People like the strict police officer and the gruff dentist I mentioned above are the ones doing their job. So many of us Catholics in the pew are begging—begging!—the Church to do hers. Admonish the sinner. Preach the hard truth. Refuse Communion to politicians and public figures that give scandal. Root out hypocrisy. Shine the light. Be hated by the world for the sake of the Gospel.
The OGs like John Vianney and Padre Pio and John Fisher did this. They took the public slanders and didn’t tickle people’s feet and put mints on their pillows. They were tireless spiritual surgeons who knew their job and carried it out to the best of their abilities. They put the stick in your mouth as they saw off your leg. They tie off your arm with their cassock to keep you from bleeding to death. Surgeons aren’t known for their bedside manner, which is usually people’s main complaint when it comes to their consults. If they have it, gravy. But I am not ultimately looking to rate a surgeon on how well he listened to me, or his mannerisms, but on how well he did his job in the OR.

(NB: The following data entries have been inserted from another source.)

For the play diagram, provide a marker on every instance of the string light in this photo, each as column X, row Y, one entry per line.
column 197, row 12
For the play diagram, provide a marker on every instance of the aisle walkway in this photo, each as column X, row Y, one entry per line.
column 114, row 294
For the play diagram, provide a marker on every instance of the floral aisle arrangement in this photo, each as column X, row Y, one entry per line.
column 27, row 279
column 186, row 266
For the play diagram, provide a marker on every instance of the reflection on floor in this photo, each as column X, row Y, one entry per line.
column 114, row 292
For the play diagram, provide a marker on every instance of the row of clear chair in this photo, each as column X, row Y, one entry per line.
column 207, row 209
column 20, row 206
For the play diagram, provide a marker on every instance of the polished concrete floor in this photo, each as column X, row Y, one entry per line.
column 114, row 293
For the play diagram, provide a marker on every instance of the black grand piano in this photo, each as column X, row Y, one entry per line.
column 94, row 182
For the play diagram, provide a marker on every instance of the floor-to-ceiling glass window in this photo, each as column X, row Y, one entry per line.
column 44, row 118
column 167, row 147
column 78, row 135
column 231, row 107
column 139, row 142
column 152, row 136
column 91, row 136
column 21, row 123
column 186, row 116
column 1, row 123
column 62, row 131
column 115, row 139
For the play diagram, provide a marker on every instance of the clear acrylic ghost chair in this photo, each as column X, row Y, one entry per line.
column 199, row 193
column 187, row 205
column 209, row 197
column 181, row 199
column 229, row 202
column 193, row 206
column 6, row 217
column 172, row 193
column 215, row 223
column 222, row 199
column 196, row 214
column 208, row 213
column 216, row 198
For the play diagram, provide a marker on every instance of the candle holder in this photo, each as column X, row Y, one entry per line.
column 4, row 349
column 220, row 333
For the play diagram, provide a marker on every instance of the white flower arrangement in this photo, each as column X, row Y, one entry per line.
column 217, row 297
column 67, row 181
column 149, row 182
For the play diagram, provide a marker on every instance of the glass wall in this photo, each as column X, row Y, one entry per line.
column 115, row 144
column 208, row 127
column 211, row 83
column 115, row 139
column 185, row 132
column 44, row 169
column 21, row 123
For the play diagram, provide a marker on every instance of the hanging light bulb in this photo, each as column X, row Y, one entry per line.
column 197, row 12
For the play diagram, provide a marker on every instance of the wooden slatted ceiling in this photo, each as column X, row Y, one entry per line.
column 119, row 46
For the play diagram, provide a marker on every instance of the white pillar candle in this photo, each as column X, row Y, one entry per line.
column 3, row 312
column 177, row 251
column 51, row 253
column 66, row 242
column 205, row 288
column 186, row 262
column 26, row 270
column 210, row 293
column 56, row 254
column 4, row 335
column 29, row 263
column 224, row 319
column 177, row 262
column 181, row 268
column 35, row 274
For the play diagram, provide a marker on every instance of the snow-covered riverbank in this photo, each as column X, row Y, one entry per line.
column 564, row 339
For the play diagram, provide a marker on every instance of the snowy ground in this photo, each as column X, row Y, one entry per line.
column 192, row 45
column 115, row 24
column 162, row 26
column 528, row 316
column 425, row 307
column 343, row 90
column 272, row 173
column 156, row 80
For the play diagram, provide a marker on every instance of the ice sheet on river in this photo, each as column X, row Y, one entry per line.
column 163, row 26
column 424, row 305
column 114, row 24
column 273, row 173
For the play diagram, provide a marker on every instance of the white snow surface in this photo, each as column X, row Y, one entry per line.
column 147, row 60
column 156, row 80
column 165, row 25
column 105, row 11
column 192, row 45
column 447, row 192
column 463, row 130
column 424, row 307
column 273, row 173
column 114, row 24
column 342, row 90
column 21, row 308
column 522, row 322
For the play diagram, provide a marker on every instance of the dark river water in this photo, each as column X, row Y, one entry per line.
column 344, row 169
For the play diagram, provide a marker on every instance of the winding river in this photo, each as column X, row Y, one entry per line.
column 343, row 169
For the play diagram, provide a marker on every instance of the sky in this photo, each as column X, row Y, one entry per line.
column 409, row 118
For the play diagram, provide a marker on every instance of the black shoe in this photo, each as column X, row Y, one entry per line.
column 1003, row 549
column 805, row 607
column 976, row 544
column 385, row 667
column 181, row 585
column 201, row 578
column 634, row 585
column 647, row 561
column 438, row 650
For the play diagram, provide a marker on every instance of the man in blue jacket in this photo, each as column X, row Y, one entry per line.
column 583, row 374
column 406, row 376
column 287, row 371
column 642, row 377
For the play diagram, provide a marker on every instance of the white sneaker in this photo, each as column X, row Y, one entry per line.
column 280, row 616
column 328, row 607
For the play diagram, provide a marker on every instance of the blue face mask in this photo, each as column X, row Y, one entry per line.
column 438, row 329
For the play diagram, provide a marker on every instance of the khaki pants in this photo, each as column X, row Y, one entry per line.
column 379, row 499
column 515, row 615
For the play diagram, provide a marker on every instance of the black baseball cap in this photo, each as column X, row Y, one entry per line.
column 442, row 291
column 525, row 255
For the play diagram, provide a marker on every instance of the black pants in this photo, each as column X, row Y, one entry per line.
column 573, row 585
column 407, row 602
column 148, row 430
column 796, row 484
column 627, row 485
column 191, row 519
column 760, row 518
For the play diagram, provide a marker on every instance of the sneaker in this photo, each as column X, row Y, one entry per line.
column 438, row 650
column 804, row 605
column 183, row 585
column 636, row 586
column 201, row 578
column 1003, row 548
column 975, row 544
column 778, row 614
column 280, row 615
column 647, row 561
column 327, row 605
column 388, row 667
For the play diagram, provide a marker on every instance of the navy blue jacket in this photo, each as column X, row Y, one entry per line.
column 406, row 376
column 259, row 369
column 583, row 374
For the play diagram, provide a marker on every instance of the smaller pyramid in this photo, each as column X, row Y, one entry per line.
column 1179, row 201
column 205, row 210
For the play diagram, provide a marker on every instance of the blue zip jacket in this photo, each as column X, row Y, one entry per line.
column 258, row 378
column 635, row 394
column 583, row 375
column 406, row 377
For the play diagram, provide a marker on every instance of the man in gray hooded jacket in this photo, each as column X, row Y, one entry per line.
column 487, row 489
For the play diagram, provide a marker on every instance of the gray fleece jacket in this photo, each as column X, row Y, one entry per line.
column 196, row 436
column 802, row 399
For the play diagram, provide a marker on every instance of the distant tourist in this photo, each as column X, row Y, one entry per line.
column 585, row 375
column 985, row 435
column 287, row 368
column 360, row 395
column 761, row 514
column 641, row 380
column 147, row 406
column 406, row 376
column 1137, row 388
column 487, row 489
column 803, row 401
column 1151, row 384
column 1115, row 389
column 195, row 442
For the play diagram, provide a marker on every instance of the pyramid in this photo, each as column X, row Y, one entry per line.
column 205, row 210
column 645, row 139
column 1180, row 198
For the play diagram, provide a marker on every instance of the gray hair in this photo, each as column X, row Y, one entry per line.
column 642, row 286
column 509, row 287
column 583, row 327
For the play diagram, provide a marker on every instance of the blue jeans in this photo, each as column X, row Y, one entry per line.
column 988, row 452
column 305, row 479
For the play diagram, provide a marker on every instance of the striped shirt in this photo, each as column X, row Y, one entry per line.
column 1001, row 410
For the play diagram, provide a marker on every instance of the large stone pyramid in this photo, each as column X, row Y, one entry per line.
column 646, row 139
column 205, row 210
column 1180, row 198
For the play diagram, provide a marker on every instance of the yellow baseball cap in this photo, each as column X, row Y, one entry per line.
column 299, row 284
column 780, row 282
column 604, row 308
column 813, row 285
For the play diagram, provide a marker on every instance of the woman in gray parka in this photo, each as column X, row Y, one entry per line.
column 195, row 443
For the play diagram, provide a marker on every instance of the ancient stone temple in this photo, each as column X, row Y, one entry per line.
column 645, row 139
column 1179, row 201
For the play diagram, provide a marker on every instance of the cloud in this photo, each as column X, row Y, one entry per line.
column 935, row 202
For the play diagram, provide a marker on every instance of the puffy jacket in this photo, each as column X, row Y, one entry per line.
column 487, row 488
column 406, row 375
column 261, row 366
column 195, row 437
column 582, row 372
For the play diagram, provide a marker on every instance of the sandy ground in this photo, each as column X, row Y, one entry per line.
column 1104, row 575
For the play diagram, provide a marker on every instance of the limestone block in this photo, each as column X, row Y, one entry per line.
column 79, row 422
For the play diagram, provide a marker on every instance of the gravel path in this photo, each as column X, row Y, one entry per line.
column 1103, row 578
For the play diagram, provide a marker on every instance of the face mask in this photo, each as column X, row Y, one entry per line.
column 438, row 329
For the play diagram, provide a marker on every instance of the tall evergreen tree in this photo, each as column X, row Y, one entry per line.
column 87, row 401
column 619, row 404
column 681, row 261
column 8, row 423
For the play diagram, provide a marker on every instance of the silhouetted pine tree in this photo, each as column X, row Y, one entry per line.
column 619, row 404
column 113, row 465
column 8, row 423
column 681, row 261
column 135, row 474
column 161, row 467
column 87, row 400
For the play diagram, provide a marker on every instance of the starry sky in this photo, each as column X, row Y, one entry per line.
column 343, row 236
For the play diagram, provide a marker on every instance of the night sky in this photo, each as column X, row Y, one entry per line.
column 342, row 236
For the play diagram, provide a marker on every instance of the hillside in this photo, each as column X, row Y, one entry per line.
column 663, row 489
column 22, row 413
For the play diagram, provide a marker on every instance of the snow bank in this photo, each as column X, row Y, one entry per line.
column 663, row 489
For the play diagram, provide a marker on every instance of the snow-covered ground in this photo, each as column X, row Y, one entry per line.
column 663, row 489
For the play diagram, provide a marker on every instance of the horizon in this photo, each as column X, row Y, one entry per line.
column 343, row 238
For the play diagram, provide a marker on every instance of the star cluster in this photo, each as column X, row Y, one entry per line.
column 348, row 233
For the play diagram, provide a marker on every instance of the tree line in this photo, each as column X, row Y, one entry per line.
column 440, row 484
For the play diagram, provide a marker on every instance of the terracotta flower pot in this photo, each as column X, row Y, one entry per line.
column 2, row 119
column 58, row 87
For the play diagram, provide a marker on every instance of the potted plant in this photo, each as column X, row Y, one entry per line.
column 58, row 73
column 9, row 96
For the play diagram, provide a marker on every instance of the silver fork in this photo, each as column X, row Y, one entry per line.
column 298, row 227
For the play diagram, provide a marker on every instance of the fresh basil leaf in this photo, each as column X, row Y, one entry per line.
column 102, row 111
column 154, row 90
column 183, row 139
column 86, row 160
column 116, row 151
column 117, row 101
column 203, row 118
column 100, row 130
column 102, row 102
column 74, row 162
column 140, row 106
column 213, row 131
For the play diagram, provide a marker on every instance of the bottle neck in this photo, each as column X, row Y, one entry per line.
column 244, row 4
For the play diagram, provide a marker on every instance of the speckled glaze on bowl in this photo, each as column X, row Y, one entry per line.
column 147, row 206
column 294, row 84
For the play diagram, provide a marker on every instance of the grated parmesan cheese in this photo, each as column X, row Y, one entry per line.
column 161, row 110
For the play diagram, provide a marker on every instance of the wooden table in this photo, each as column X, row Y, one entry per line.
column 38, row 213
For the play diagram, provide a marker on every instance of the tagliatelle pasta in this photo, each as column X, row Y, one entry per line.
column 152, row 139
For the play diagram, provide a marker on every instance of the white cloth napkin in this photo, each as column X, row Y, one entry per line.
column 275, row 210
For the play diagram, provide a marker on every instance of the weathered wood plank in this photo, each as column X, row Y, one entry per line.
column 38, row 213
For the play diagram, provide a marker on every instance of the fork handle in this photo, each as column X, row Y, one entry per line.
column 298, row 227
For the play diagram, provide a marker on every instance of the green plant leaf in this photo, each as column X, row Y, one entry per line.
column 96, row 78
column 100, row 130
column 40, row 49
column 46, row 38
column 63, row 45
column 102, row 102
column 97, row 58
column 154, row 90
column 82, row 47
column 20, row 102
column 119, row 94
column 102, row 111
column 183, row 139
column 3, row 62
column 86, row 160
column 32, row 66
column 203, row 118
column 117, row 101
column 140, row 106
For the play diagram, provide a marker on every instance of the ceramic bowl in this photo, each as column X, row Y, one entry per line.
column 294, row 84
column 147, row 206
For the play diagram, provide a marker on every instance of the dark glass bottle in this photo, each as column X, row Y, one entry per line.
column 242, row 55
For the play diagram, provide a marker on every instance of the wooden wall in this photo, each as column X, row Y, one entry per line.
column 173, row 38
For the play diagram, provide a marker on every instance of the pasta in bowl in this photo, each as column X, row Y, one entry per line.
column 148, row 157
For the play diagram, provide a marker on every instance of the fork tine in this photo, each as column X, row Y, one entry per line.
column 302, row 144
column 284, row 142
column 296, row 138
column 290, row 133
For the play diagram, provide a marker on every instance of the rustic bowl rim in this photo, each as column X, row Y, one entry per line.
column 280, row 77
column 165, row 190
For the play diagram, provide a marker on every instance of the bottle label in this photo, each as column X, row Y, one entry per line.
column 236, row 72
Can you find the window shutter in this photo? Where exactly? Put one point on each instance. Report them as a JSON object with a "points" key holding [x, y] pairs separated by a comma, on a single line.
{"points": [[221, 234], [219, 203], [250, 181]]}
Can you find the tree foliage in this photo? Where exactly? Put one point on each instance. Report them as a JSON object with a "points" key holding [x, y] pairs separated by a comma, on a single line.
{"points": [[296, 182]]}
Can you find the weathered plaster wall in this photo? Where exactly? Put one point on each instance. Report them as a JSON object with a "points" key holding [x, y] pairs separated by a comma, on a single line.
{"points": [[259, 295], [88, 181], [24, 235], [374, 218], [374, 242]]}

The Church in present day, under the current pontificate, has set up this false dichotomy of “Pharisaical lovers of the law” versus the merciful and pastoral “One Who Accompanies.” But what does the great King David say, “Oh how love I thy law! It is my meditation all the day. Thy commandments make me wiser than mine enemies” (Psalm 119:97). And the wise King Solomon: “For the commandment is a lamp; and the law is light; and reproofs of instruction are the way of life” (Proverbs 6:23-24). Those who love the law of God are pained to see it transgressed—both for themselves and others—as our Lord was moved by the Holy Spirit to overturn the money changers tables in the Temple. For “zeal for your house has consumed me” (Psalm 69:9; John 2:17). You cannot have mercy without justice. And justice necessitates the law.
Tough medicine and bitter pills are tough to swallow. But more times than not, those are the exact tonics we need to choke down, rather than cheap grace and counterfeit mercy. And we should be thankful to the ones in our lives who know what they’re doing and can be trusted to carry out their jobs regardless of how much we push back against them.